Recently, I went to an art museum, Nelson-Atkins Museum of Art, with my three and five-year-old sons. I love this museum and -- before my kids -- use to be a regular visitor as well as a member of their sponsorship program. But after I had my children I did not have the time or courage to dare a visit. My sisters have older children and thought a visit would be fun for them and begged me to go. So after a little research and planning I was able to have an enjoyable visit after all. If you are braving a visit to a museum, such as the Nelson-Atkins, Kemper, or World War I Museum, make sure to follow these simple tips for your peace-of-mind.
Limit your time.
Some museums are free, while others are not. If you are visiting a museum that has free admission, such as Nelson-Atkins Museum of Art, Kemper Museum of Contemporary Art, or Shoal Creek Living History Museum limit your time to 30 minutes to a couple of hours max since you can always come back another day. It will make the visit more memorable and keep from exhausting yourself or your kids.

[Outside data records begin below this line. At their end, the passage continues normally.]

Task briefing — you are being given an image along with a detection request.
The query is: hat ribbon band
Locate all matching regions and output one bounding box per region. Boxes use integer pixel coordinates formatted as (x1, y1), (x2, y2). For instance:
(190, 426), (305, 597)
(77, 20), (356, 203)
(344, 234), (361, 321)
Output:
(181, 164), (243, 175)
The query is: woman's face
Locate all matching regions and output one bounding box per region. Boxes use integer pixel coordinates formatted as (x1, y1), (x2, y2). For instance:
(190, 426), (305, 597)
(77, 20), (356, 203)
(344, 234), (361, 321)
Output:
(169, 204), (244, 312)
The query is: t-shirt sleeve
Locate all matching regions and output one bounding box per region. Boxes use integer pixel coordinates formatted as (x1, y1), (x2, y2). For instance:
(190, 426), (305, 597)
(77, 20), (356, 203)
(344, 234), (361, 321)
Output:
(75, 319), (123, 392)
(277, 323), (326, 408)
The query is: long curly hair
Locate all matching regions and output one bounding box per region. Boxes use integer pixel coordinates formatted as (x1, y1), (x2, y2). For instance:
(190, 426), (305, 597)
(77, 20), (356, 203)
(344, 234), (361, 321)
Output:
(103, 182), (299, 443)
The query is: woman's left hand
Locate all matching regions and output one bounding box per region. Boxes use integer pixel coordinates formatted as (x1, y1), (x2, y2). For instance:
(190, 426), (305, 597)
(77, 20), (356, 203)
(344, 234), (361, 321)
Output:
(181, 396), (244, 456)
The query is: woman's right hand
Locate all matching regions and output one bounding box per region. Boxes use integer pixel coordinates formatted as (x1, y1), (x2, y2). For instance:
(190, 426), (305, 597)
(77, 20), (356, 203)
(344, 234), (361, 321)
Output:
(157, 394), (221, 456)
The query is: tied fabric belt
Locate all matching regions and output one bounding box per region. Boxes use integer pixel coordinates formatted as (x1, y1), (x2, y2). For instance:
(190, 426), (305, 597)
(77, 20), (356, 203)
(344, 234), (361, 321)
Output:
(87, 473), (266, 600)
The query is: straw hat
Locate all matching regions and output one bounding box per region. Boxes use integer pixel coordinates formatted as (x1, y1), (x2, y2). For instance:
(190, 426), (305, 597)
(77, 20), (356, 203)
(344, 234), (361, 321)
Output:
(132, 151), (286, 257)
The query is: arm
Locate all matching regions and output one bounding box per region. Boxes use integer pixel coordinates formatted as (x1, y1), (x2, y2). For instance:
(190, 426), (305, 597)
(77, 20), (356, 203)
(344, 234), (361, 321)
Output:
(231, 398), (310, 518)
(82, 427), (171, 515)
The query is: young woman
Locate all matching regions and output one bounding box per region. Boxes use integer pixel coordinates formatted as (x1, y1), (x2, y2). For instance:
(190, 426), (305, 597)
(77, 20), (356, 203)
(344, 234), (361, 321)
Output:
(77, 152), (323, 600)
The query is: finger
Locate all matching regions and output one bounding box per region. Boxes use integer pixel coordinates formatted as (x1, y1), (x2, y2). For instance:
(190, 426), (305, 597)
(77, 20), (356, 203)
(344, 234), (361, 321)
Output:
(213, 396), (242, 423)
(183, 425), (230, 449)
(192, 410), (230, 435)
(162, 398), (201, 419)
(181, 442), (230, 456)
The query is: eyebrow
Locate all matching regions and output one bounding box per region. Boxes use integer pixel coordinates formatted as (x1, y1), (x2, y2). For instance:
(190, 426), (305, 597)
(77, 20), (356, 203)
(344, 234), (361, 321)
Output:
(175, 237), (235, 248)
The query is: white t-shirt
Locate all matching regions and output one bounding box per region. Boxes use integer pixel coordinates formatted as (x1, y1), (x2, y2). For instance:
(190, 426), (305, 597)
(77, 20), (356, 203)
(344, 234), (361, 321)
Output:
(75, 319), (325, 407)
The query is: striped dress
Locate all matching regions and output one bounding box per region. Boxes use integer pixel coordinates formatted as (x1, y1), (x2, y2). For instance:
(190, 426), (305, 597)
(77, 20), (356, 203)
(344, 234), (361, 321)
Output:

If you will be paying for the visit, such as at the Museum at Prairiefire: American Museum of Natural History or Union Station – Science City or their exhibits -- make sure to do extensive research, confirming they have activities and children’s programs your kids will like, are age appropriate, and will keep your child’s interest for three or more hours.
Research websites for children programs and events.
Most museums have programs and events for kids. Nelson-Atkins has a Kids+Family=Fun program that includes family guides about the artwork that focusses on the Egyptian, Chinese and African galleries. They also have a scavenger hunt, events, studios, classes, tips and festivals. If you are visiting a museum checkout their website and look around for any family and children programs they offer, listed are some websites for local museums for your convenience:
Expect to be monitored.
You’ll be around very expensive and priceless works of art and artifacts, therefore the volunteers and security will be monitoring you and children closer than other patrons without or with older children. Don’t take offense to this because, after all, as parents we know that children under five are unpredictable. Instead look at the bright side; it’s nice to know there will be another set of eyes on your adventure seekers.